I have been quiet for a while. For some reason I just feel that the Lord has quieted my soul. Why, I don’t know. But anytime I sit in the silence for any length of time, one thought often plagues my mind…
What does it mean to miss someone? What does it truly feel like to you? Some people come and go in our lives and some stay forever. Is that a choice they make? Is there such thing as fate?
I know what it’s like to miss someone who is dead. I know how to accept that. It hurts, but I can handle it. It’s the other type of missing that hurts the most.
Missing someone who is still here. Who lives just down the street. Who you’ve shared so many laughs and tears and times with but no longer are no longer welcome to call or catch up with.
The worst part about this missing is the wondering.
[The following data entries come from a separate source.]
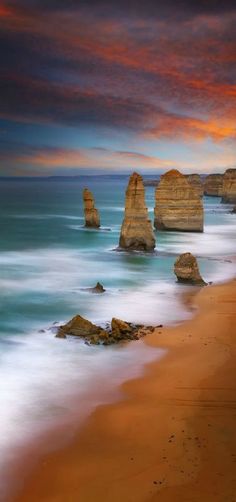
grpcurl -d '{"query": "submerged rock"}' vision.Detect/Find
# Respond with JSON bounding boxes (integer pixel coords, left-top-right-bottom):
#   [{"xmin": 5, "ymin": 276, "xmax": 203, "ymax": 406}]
[
  {"xmin": 185, "ymin": 174, "xmax": 203, "ymax": 197},
  {"xmin": 56, "ymin": 315, "xmax": 155, "ymax": 345},
  {"xmin": 222, "ymin": 169, "xmax": 236, "ymax": 204},
  {"xmin": 83, "ymin": 188, "xmax": 100, "ymax": 228},
  {"xmin": 56, "ymin": 315, "xmax": 104, "ymax": 338},
  {"xmin": 154, "ymin": 169, "xmax": 204, "ymax": 232},
  {"xmin": 174, "ymin": 253, "xmax": 206, "ymax": 286},
  {"xmin": 119, "ymin": 173, "xmax": 155, "ymax": 251},
  {"xmin": 84, "ymin": 282, "xmax": 106, "ymax": 294},
  {"xmin": 204, "ymin": 174, "xmax": 223, "ymax": 197}
]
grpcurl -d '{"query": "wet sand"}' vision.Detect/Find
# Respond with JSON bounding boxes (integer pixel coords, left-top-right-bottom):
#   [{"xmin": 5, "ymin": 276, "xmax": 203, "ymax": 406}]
[{"xmin": 14, "ymin": 280, "xmax": 236, "ymax": 502}]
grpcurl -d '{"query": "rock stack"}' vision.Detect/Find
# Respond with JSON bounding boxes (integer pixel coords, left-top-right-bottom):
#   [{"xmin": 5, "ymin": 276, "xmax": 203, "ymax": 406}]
[
  {"xmin": 83, "ymin": 188, "xmax": 100, "ymax": 228},
  {"xmin": 222, "ymin": 169, "xmax": 236, "ymax": 204},
  {"xmin": 56, "ymin": 315, "xmax": 155, "ymax": 345},
  {"xmin": 185, "ymin": 174, "xmax": 203, "ymax": 197},
  {"xmin": 174, "ymin": 253, "xmax": 206, "ymax": 286},
  {"xmin": 204, "ymin": 174, "xmax": 223, "ymax": 197},
  {"xmin": 119, "ymin": 173, "xmax": 155, "ymax": 251},
  {"xmin": 154, "ymin": 169, "xmax": 203, "ymax": 232}
]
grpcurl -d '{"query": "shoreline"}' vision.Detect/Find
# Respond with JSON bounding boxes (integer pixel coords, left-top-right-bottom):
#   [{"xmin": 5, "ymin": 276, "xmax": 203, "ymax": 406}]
[{"xmin": 12, "ymin": 279, "xmax": 236, "ymax": 502}]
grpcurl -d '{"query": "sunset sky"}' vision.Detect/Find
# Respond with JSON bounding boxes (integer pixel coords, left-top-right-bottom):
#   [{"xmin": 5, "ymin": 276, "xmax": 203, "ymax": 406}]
[{"xmin": 0, "ymin": 0, "xmax": 236, "ymax": 176}]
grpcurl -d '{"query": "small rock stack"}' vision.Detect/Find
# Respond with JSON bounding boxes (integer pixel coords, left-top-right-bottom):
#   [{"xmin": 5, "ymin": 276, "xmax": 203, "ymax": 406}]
[
  {"xmin": 119, "ymin": 173, "xmax": 155, "ymax": 251},
  {"xmin": 222, "ymin": 169, "xmax": 236, "ymax": 204}
]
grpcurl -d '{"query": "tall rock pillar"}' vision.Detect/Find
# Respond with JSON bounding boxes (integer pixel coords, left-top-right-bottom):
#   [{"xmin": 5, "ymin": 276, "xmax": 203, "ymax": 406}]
[
  {"xmin": 119, "ymin": 173, "xmax": 155, "ymax": 251},
  {"xmin": 83, "ymin": 188, "xmax": 100, "ymax": 228}
]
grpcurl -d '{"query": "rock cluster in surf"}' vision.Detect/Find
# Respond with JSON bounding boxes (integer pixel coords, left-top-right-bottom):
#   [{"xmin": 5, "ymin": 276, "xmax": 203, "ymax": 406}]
[
  {"xmin": 204, "ymin": 174, "xmax": 223, "ymax": 197},
  {"xmin": 119, "ymin": 173, "xmax": 155, "ymax": 251},
  {"xmin": 83, "ymin": 188, "xmax": 100, "ymax": 228},
  {"xmin": 154, "ymin": 169, "xmax": 203, "ymax": 232},
  {"xmin": 222, "ymin": 169, "xmax": 236, "ymax": 204},
  {"xmin": 174, "ymin": 253, "xmax": 206, "ymax": 286},
  {"xmin": 56, "ymin": 315, "xmax": 154, "ymax": 345}
]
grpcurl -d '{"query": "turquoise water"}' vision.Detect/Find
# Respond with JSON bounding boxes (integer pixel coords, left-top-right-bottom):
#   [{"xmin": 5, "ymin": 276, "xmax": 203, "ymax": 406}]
[{"xmin": 0, "ymin": 177, "xmax": 236, "ymax": 494}]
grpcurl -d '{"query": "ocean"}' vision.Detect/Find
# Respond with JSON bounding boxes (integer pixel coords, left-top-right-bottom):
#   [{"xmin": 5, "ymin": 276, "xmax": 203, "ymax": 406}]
[{"xmin": 0, "ymin": 176, "xmax": 236, "ymax": 498}]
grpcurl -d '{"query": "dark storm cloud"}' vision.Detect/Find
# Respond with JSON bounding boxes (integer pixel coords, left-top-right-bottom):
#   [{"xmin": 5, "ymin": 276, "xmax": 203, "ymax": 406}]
[
  {"xmin": 6, "ymin": 0, "xmax": 235, "ymax": 19},
  {"xmin": 0, "ymin": 0, "xmax": 236, "ymax": 146}
]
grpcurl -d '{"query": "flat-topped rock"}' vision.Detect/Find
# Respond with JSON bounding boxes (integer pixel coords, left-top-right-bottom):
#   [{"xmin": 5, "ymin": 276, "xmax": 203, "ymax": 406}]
[
  {"xmin": 174, "ymin": 253, "xmax": 206, "ymax": 286},
  {"xmin": 83, "ymin": 188, "xmax": 100, "ymax": 228},
  {"xmin": 56, "ymin": 315, "xmax": 104, "ymax": 338},
  {"xmin": 119, "ymin": 173, "xmax": 155, "ymax": 251},
  {"xmin": 222, "ymin": 169, "xmax": 236, "ymax": 204},
  {"xmin": 204, "ymin": 174, "xmax": 223, "ymax": 197},
  {"xmin": 185, "ymin": 173, "xmax": 203, "ymax": 197},
  {"xmin": 154, "ymin": 169, "xmax": 204, "ymax": 232}
]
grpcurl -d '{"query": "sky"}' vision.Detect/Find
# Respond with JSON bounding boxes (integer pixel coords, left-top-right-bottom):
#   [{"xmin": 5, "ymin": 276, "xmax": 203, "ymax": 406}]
[{"xmin": 0, "ymin": 0, "xmax": 236, "ymax": 176}]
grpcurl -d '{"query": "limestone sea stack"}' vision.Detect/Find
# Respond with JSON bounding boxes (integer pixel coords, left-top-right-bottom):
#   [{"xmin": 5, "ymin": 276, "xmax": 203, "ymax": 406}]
[
  {"xmin": 83, "ymin": 188, "xmax": 100, "ymax": 228},
  {"xmin": 154, "ymin": 169, "xmax": 204, "ymax": 232},
  {"xmin": 185, "ymin": 174, "xmax": 203, "ymax": 197},
  {"xmin": 119, "ymin": 173, "xmax": 155, "ymax": 251},
  {"xmin": 222, "ymin": 169, "xmax": 236, "ymax": 204},
  {"xmin": 204, "ymin": 174, "xmax": 223, "ymax": 197},
  {"xmin": 174, "ymin": 253, "xmax": 206, "ymax": 286}
]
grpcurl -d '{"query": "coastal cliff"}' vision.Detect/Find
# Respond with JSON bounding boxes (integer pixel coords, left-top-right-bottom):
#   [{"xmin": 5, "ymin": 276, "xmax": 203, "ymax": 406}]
[
  {"xmin": 222, "ymin": 169, "xmax": 236, "ymax": 204},
  {"xmin": 119, "ymin": 173, "xmax": 155, "ymax": 251},
  {"xmin": 83, "ymin": 188, "xmax": 100, "ymax": 228},
  {"xmin": 185, "ymin": 174, "xmax": 203, "ymax": 197},
  {"xmin": 204, "ymin": 174, "xmax": 223, "ymax": 197},
  {"xmin": 154, "ymin": 169, "xmax": 203, "ymax": 232}
]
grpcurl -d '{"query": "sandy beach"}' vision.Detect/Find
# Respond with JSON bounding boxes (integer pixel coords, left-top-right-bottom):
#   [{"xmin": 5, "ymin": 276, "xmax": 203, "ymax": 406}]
[{"xmin": 14, "ymin": 280, "xmax": 236, "ymax": 502}]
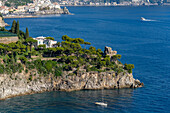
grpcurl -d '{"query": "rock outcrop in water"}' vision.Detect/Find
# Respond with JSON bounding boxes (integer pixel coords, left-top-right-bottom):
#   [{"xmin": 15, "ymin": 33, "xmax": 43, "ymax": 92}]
[
  {"xmin": 0, "ymin": 71, "xmax": 143, "ymax": 99},
  {"xmin": 0, "ymin": 17, "xmax": 9, "ymax": 27}
]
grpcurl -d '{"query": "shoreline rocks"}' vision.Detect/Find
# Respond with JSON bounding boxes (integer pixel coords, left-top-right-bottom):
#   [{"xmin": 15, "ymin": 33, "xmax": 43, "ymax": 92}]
[
  {"xmin": 0, "ymin": 72, "xmax": 144, "ymax": 100},
  {"xmin": 0, "ymin": 17, "xmax": 9, "ymax": 27}
]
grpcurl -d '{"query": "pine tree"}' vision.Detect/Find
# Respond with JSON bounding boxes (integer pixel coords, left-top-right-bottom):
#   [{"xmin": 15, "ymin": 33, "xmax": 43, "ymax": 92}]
[
  {"xmin": 11, "ymin": 20, "xmax": 16, "ymax": 33},
  {"xmin": 15, "ymin": 21, "xmax": 19, "ymax": 35},
  {"xmin": 25, "ymin": 28, "xmax": 29, "ymax": 39}
]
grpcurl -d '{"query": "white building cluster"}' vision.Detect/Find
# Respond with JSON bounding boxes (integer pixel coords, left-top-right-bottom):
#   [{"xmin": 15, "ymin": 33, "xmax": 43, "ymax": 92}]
[
  {"xmin": 34, "ymin": 36, "xmax": 57, "ymax": 48},
  {"xmin": 0, "ymin": 0, "xmax": 61, "ymax": 14}
]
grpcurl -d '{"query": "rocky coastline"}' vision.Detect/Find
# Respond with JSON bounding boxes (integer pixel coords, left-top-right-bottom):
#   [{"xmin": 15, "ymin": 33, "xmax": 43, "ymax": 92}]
[
  {"xmin": 3, "ymin": 7, "xmax": 72, "ymax": 18},
  {"xmin": 0, "ymin": 70, "xmax": 144, "ymax": 100}
]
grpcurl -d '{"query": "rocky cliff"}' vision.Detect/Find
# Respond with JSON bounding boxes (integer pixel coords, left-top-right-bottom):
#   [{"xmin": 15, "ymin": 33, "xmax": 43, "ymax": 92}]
[
  {"xmin": 0, "ymin": 71, "xmax": 143, "ymax": 99},
  {"xmin": 0, "ymin": 17, "xmax": 9, "ymax": 27}
]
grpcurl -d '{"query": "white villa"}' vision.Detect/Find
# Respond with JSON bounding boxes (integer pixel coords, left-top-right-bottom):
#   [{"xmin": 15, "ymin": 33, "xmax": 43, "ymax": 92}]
[{"xmin": 34, "ymin": 36, "xmax": 57, "ymax": 48}]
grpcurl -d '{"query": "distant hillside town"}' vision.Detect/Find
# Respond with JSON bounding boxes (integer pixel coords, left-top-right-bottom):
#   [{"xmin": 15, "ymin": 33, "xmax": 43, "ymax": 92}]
[
  {"xmin": 52, "ymin": 0, "xmax": 170, "ymax": 6},
  {"xmin": 0, "ymin": 0, "xmax": 69, "ymax": 18}
]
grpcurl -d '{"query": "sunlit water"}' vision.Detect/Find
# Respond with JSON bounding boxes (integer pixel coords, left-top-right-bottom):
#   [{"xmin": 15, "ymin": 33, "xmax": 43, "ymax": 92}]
[{"xmin": 0, "ymin": 7, "xmax": 170, "ymax": 113}]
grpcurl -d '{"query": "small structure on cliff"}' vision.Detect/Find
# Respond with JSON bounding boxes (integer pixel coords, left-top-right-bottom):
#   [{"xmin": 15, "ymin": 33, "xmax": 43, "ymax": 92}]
[
  {"xmin": 104, "ymin": 46, "xmax": 117, "ymax": 57},
  {"xmin": 0, "ymin": 17, "xmax": 9, "ymax": 27},
  {"xmin": 0, "ymin": 31, "xmax": 18, "ymax": 44}
]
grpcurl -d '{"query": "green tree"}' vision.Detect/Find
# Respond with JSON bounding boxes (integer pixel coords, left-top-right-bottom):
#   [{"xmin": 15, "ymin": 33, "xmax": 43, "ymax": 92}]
[
  {"xmin": 15, "ymin": 21, "xmax": 19, "ymax": 35},
  {"xmin": 11, "ymin": 20, "xmax": 16, "ymax": 33},
  {"xmin": 45, "ymin": 37, "xmax": 54, "ymax": 40},
  {"xmin": 124, "ymin": 63, "xmax": 135, "ymax": 73},
  {"xmin": 25, "ymin": 28, "xmax": 29, "ymax": 39},
  {"xmin": 0, "ymin": 45, "xmax": 4, "ymax": 55},
  {"xmin": 84, "ymin": 42, "xmax": 91, "ymax": 49},
  {"xmin": 25, "ymin": 37, "xmax": 37, "ymax": 51}
]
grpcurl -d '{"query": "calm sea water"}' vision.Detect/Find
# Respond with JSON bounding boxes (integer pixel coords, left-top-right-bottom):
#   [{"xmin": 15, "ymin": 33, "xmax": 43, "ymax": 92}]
[{"xmin": 0, "ymin": 7, "xmax": 170, "ymax": 113}]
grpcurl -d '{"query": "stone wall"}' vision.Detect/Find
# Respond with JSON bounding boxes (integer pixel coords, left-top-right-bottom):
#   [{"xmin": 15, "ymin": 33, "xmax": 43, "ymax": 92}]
[{"xmin": 0, "ymin": 36, "xmax": 18, "ymax": 44}]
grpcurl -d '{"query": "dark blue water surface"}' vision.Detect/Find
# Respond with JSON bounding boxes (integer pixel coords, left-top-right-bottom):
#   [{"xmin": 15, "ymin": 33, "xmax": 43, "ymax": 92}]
[{"xmin": 0, "ymin": 7, "xmax": 170, "ymax": 113}]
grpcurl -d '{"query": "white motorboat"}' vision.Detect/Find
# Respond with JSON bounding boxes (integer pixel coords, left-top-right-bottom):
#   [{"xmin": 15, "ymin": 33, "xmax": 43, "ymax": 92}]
[
  {"xmin": 140, "ymin": 17, "xmax": 146, "ymax": 21},
  {"xmin": 95, "ymin": 102, "xmax": 107, "ymax": 107}
]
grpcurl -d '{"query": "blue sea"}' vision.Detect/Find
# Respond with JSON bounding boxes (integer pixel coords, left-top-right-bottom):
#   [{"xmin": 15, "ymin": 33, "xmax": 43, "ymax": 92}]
[{"xmin": 0, "ymin": 6, "xmax": 170, "ymax": 113}]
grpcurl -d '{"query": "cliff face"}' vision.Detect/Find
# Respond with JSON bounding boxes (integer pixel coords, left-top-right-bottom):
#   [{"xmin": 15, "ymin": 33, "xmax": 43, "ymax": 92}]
[
  {"xmin": 0, "ymin": 17, "xmax": 9, "ymax": 27},
  {"xmin": 0, "ymin": 72, "xmax": 143, "ymax": 99}
]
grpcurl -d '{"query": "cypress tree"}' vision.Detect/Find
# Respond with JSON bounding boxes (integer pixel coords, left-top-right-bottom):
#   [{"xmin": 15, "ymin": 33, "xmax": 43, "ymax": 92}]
[
  {"xmin": 25, "ymin": 28, "xmax": 29, "ymax": 39},
  {"xmin": 11, "ymin": 20, "xmax": 16, "ymax": 33},
  {"xmin": 15, "ymin": 21, "xmax": 19, "ymax": 35}
]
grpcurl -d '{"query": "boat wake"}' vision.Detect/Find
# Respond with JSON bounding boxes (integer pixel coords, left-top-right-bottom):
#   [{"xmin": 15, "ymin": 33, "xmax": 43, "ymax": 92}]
[{"xmin": 141, "ymin": 17, "xmax": 156, "ymax": 21}]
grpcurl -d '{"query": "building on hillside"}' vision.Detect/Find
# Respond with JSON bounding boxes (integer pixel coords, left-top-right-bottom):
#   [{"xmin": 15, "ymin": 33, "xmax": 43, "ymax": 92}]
[
  {"xmin": 0, "ymin": 17, "xmax": 9, "ymax": 27},
  {"xmin": 34, "ymin": 36, "xmax": 57, "ymax": 48},
  {"xmin": 0, "ymin": 31, "xmax": 18, "ymax": 44}
]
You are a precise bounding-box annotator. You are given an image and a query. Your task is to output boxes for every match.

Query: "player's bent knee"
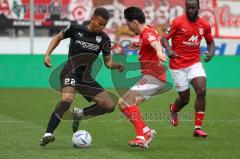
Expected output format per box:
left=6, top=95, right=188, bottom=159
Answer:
left=196, top=88, right=206, bottom=96
left=107, top=105, right=115, bottom=113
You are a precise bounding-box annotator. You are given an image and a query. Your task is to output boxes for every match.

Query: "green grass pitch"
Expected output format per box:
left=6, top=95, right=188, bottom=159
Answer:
left=0, top=89, right=240, bottom=159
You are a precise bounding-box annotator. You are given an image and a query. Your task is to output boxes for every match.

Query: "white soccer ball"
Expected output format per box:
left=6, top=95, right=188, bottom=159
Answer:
left=72, top=130, right=92, bottom=148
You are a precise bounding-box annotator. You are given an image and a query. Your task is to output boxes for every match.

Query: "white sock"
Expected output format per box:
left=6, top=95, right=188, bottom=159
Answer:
left=75, top=108, right=84, bottom=118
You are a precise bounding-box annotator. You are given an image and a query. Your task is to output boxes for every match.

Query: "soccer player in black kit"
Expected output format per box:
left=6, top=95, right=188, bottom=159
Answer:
left=39, top=7, right=124, bottom=146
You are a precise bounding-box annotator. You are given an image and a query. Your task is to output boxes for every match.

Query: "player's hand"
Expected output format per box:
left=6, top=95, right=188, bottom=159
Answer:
left=44, top=55, right=52, bottom=67
left=128, top=42, right=140, bottom=50
left=158, top=53, right=167, bottom=62
left=168, top=49, right=177, bottom=58
left=204, top=52, right=213, bottom=62
left=116, top=64, right=125, bottom=72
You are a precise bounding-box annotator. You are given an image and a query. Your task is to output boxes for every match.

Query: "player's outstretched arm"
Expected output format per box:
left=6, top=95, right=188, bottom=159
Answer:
left=150, top=41, right=167, bottom=62
left=204, top=41, right=215, bottom=62
left=103, top=55, right=124, bottom=72
left=44, top=32, right=63, bottom=67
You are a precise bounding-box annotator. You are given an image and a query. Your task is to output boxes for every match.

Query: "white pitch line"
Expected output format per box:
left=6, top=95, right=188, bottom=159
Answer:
left=0, top=119, right=240, bottom=123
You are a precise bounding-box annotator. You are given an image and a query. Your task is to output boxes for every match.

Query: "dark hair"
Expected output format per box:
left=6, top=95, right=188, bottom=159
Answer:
left=124, top=7, right=146, bottom=24
left=93, top=7, right=109, bottom=20
left=185, top=0, right=200, bottom=8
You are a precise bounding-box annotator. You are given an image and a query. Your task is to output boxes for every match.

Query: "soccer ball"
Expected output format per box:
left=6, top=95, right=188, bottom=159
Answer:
left=72, top=130, right=92, bottom=148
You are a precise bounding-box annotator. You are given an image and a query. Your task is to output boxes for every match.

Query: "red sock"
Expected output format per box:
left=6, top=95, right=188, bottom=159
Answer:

Wondering what they are doing. If they are okay. If they miss you. Then I think to myself, “Obviously you don’t miss me or you would let me know.” The worst part about missing someone is caring about them, loving them, and that feeling not being reciprocal.
Be it friends or family who have drifted apart, it hurts the same. Our friends are our family. Our family are our friends. I think sometimes we get so busy with our own lives that we forget to reach out to those around us. Then one day we look around and we are alone.
Success is not everything. Money is not everything. Control is not everything. Love covers it all.
Then I wonder…how can family separate like that? I can not imagine or begin to fathom life without my family by my side. Do those who are estranged not miss their loved ones? Do they not ache for an update in the life of their loves? If not, how incredibly sad. How sad a life they lead. And if so, why don’t they do something about it? I truly don’t understand.
If you are reading this, swallow your pride. Pick up the phone.
You can’t choose your family. You have to love them unconditionally or not at all. And if it’s not at all, I can only imagine the hurt in your heart that must cause that.
Tomorrow is not promised. Make today count.